Our nation’s capital has been the setting for a string of shockingly bizarre and violent events in recent weeks.
A woman was shot and killed Thursday by police after leading them on a wild car chase near the US Capitol. Several weeks ago, 13 people were killed in a mass shooting at the Navy Yard.
And yesterday, a man lit himself on fire on the National Mall, in broad daylight – in full public view.
Katy Scheflen, a witness, said the man was standing alone in the center section of the Mall when he poured the contents of a gasoline can on himself and set himself on fire. She said several passing joggers tore off their shirts and attempted to smother the fire.
Scheflen, a furloughed civil rights attorney for the Justice Department, said she stopped because she saw “a guy with a tripod set up.”
She said another man, who she thought the tripod with a camera was filming, took a red can of gasoline and poured it over his head.
“At that point we didn’t know what was going, maybe it was some sort of stage protest,” Scheflen said. “And then he set himself on fire and went up in flames,” she said. “Whoosh.”
“It’s very shocking,” she said. “It’s horrifying. Literally watching this guy go up in flames. There was not really anything anybody could do.”

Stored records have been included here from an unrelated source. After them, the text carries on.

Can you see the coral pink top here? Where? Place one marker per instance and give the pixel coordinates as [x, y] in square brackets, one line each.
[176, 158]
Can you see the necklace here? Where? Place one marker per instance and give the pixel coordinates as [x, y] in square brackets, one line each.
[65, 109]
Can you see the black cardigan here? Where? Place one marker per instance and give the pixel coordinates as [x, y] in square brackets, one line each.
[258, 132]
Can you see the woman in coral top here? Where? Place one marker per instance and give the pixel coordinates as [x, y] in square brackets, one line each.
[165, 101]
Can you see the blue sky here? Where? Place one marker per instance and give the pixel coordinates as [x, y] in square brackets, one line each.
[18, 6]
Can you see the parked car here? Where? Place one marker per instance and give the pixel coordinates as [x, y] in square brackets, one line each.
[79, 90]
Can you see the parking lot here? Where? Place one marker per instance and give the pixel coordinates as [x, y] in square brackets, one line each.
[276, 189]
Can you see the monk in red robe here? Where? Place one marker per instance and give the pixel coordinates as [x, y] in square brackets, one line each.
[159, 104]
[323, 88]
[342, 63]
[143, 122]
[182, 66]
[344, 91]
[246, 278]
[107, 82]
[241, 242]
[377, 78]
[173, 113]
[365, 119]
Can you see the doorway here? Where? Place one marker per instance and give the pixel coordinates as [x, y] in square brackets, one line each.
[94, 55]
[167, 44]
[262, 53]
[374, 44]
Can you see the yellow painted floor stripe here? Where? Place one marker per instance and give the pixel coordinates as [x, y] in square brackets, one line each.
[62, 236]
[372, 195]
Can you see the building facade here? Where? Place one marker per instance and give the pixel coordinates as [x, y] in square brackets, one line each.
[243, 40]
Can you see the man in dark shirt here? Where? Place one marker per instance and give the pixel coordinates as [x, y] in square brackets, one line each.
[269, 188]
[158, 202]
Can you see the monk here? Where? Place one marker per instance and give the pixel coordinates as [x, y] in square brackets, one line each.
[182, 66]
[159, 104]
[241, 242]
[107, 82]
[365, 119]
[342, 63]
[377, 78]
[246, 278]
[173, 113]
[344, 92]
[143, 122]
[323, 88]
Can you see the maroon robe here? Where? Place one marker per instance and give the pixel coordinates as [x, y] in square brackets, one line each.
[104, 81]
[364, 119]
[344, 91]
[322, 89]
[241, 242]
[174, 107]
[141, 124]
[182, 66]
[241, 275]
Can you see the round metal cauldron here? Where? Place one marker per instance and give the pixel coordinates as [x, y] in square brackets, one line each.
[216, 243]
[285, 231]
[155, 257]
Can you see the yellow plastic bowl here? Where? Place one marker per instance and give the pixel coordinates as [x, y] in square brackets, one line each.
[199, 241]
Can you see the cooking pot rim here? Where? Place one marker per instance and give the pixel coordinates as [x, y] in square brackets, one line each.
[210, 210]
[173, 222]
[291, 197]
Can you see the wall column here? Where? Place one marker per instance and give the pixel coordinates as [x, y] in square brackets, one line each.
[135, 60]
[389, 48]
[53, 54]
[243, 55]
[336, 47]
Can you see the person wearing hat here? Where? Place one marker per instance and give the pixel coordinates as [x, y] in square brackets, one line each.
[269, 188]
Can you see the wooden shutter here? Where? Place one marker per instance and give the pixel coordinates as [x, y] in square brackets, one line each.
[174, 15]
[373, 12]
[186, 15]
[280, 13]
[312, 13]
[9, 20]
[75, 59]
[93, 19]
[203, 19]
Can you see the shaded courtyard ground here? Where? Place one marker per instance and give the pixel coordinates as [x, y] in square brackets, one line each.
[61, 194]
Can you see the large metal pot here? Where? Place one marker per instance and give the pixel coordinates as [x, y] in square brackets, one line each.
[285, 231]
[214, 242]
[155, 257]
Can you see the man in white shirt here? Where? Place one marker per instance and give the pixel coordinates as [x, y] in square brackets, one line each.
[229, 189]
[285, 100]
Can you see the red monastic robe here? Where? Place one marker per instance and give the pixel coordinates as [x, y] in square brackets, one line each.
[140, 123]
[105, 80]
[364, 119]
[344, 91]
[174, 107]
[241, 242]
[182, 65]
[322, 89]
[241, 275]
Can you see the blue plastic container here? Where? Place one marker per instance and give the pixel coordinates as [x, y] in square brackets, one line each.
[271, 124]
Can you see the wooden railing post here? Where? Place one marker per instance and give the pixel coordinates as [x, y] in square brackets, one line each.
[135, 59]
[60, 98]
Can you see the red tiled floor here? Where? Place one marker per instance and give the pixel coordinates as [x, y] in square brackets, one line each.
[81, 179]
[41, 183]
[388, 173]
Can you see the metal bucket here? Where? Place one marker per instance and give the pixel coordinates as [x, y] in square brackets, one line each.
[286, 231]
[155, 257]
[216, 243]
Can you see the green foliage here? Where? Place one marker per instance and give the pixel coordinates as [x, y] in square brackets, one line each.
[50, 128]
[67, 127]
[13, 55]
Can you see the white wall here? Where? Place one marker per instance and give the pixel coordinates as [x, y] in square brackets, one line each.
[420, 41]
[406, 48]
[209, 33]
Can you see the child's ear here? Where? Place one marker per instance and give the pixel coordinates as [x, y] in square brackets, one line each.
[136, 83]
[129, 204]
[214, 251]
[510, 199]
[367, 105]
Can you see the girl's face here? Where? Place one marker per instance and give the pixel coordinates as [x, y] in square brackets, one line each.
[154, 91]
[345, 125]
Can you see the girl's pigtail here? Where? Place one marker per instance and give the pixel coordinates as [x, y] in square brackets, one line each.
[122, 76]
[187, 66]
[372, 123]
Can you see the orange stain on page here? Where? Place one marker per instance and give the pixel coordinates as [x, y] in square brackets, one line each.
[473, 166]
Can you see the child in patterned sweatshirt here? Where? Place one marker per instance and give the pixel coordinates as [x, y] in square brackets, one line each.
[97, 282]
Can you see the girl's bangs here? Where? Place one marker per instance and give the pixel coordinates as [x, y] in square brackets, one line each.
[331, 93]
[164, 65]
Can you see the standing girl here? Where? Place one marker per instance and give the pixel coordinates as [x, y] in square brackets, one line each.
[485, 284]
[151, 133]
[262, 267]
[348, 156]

Scheflen said the presence of a mounted camera gave her the impression “He was aware something was about to happen. Otherwise he was filming nothing but a guy standing there.”
“It was obviously an intentional act, “she said. “Somebody has a video of the whole thing.”
A police department spokesman said the man, whose identity has not been revealed, was conscious and breathing at the scene. MedStar Washington Hospital Center tweeted that the man was taken there and he was in critical condition. (update: The man has still not been identified, but he died of his injuries Friday night – Ed.)
While we still do not know the man’s identity or motive, his actions are reminiscent of Mohammed Bouazizi, the young Tunisian fruit vendor who set himself on fire in front of a government building in late 2010 in protest of the harassment, abuse, and bribery local authorities inflicted upon him. His act is said to have been fueled by the chronic poverty and corruption of his country. He is viewed as a hero who inspired the Tunisian Revolution and the Arab Spring. Following Bouazizi’s death, the public’s anger and violence intensified, leading to the resignation of then-President Zine El Abidine Ben Ali.
Self-immolation, or setting oneself on fire, is often done as a form of radical political protest. It is a centuries-old practice that commands sympathy and outrage; an act of despair and self-sacrifice.
According to Washington D.C. based scholar Timothy Dickinson,
Fire is the most dreaded of all forms of death, so the sight of someone setting themselves on fire is simultaneously an assertion of intolerability and, frankly, of moral superiority. You say ‘I would never have the guts to do that. It’s not that he’s trying to tell me something, but that he’s commanding me.’ This isn’t insanity. It’s a terrible act of reason.
Two men set themselves on fire in protest of the recent Greek debt crisis, and the number of suicides in Greece rose by 40% during a recent 12-month period. There are at least eight other documented cases of self-immolation in protest of the European-sovereign debt crisis.
Was the self-immolation that occurred in our nation’s capital today a suicide attempt or an act of protest? Either way, it appears that desperate times call for desperate measures.